The Dublin Correspondænt

“People said I was mad to start up a newspaper in 2017,” says my editor-in-chief Conor O’Toole. He’s a sanguine, encouraging guy to work for at The Dublin Correspondænt, a publication so relaxed it operates out of a flat and has a typo in its masthead.

In every other respect, time is against us: there’s just an hour to put together tomorrow’s edition, from the front page news story and front page theatre review (now there’s an idea), to the front page opinion piece, crossword and personal ads. Basically, it’s only a front page.

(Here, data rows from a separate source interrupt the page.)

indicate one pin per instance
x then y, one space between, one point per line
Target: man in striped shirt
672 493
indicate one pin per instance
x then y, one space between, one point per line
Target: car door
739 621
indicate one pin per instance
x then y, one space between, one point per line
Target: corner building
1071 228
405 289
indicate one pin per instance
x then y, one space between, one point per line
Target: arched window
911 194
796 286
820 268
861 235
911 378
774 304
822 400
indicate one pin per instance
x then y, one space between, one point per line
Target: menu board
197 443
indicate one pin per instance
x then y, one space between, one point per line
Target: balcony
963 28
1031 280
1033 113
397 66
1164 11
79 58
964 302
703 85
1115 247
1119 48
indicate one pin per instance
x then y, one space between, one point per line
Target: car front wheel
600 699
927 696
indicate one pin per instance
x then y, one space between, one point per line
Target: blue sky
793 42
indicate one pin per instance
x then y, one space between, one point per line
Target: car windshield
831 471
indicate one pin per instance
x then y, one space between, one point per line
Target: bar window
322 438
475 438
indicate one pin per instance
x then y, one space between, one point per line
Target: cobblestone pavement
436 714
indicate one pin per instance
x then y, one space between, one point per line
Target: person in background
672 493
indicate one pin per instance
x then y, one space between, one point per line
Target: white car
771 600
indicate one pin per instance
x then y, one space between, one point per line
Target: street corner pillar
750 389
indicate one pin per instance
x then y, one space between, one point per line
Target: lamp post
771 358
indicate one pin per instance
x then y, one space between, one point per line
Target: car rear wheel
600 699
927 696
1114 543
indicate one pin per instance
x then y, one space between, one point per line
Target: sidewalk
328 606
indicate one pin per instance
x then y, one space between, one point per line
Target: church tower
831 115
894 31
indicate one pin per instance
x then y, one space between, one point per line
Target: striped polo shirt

The content is briskly sourced from us, the news team, cannibalising recent personal events: in our case, a robbery by a one-night-stand, which goes out under the headline, “Crime of Passion!” Other pieces are instant commissions: “Does anyone have any controversial opinions?” Through it all, the office burbles with good music, anecdotes, valuable short cuts for editing and living, some breezy gags and a busy camaraderie.


Sure, it’s a parody of process, but O’Toole nails the fun stuff: the crackling energy of an absorbing team game, the miracles forged under pressure (“You, draw a satirical cartoon”) and the countless sly cheats we call professionalism.

It's intimate and entertaining, wonderfully Fringe, and, for the old media spirit that inspires it, much closer to a lifeline.